A report on the 'Nuclear architecture and control of gene expression' minisymposium at the first meeting of the European Life Scientists Organisation (ELSO), Geneva, Switzerland, September 2-6, 2000.
The organization of the cell nucleus, and how this relates to gene expression and DNA replication, is a subject of intensive research. Indeed, the topic is becoming ever more important as we enter the era of genomics (or is it post-genomics already?). After all, surely we cannot hope to comprehend the functioning of entire genomes until we understand the behaviour of DNA - indeed the ecology of DNA - inside the nucleus. The first minisymposium of ELSO 2000 was dedicated to this topic. Although entitled 'Nuclear architecture and control of gene expression', the symposium included talks on DNA replication as well as gene expression. One of the recurring themes was the dynamic nature of DNA in the nucleus. On the 'macro' scale, DNA (or more strictly chromatin) is distributed in a particular spatial pattern in any given cell type, with some regions of high DNA concentration and some (relatively) DNA-free zones. This pattern is surprisingly stable and reproducible between different cells from the same cell line, but it can differ dramatically between cell lines (Daniele Zink, Institut für Anthropologie und Humangenetik, Munich, Germany). This is certainly suggestive of functionally important organization, particularly when one considers that the spatial pattern must be re-established after each mitosis. Further evidence for the non-random distribution of DNA is the finding that homologous chromosome pairs can associate with each other during mitosis; in yeast, two alleles of a given locus appear to lie close to each other in the nucleus in 20-30% of cases (Susan Gasser, Swiss Institute for Experimental Cancer Research, Lausanne, Switzerland).
The above examples indicate that DNA must be physically moved in the nucleus in a controlled manner. How this is achieved, in terms of molecular mechanisms, remains elusive, although steps forward have been made. Peter Becker (Adolf-Butenandt-Institut, Munich, Germany) presented further work on one important ATPase motor involved in chromatin dynamics: the chromatin accessibility complex (CHRAC). This has the ability to 'slide' nucleosomes along DNA, creating order out of the chaos of linear DNA in each nucleus. This property involves interaction of CHRAC with the amino-terminal tail of histone H4. Other revealing insights into DNA relocation are provided by studies on a lymphocyte-expressed zinc-finger protein, Ikaros. Several lines of evidence suggest that Ikaros protein recruits inactive genes to heterochromatic regions of the nucleus. Amanda Fisher (MRC Clinical Sciences Centre, Hammersmith Hospital, UK) presented further evidence in support of this model, and resolved an important question: which comes first, relocation or gene silencing? The answer (at least for one gene) was found by an elegant experiment that examined where the gene is sited immediately after transcription ceased. And the answer? The gene is found away from the heterochromatin. This suggests that Ikaros-mediated relocation of DNA within the nucleus comes after silencing, and is used to stabilize the 'off' state of a gene. Further experiments suggest that this stabilization is used particularly when that 'off' state is to be inherited by daughter cells after mitosis.
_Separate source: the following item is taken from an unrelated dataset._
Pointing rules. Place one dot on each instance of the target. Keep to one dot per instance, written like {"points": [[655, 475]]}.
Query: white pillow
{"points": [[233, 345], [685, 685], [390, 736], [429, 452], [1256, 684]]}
It has been known for many years that silencing of genes is (often) associated with the removal of acetyl groups from histones. Indeed, the Ikaros protein referred to above is associated with histone deacetylases. Acetylation, however, is not the only histone modification of relevance to gene activity: phosphorylation and methylation are also prevalent. An example of the latter modification was discussed by Tony Kouzarides (Wellcome/CRC Institute, Cambridge, UK), who mapped a methylation site to Lys9 of histone H3 and showed an association of methylation at this site with gene repression. The lysine methyltransferase can be recruited by the retinoblastoma (Rb) represser protein and the modified lysine in turn recruits the HP1 chromodomain protein, a component of heterochromatin. These studies, however, do raise a broader question. Why so many histone modifications? One explanation is that some modifications are probably part of the same pathway. For example, Kouzarides proposed that the acetylated histones of an 'active' gene are deacetylated as a prerequisite to methylation at the same lysine residue. Another possibility is that there is more than one category of 'on' or 'off', differing in such characteristics as stability and heritability. Relating these properties to nucleosome modifications and to trafficking within the nucleus remains a significant challenge.